そんな様子の静雄を見やった臨也は、段々と表情を歪めていく。――恐怖と切迫の入り混じったような、困惑した色に。
僅かに震える声で、臨也は低く呟く。

「…シズちゃんじゃないよ、こんなの。俺が挑発すればすぐに乗ってくるのが平和島静雄だろ?」

反論もせずに臨也をじっと見つめる姿は、高校生の頃の彼とはぶれて重ならない。
確かに見た目は同じなのに、此処に閉じ込められた日から、まるで中身だけが入れ替わったように人が変わってしまった。
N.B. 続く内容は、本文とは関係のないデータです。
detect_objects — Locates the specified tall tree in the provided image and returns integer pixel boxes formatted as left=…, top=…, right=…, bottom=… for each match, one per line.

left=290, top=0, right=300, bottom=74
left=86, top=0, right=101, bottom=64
「なのに、怒りもしないで馬鹿の一つ覚えみたいに毎日同じこと言ってくるなんて…そんなのシズちゃんじゃ無いだろ!?」

好きだ、愛してる、俺じゃ駄目か、毎日そんな言葉の繰り返し。
怖かった。ただ純粋に、静雄という語彙の少ない腕力だけの人間が吐く言葉が。

息も荒く怒鳴った臨也を、静雄は何処か虚しく見つめていた。
彼を知っている人間なら、明らかに異常だと顔を青くさせる程に、苛立ちなど微塵も含まれていない表情。
そんな表情に、臨也は眉をしかめる。


「手前は、俺だけを愛していれば良いんだよ――」


静かに、囁くように紡がれた言葉。ともすれば、甘ったるい口説き文句。
…しかし、そんな意味合いは一寸たりとも込められていない。
ただ、一方的な愛情表現。

静雄の腕が、臨也をベッドへ押し倒した。錆びかけたスプリングがキシリと悲鳴をあげるも、最早静雄の耳には届いていない。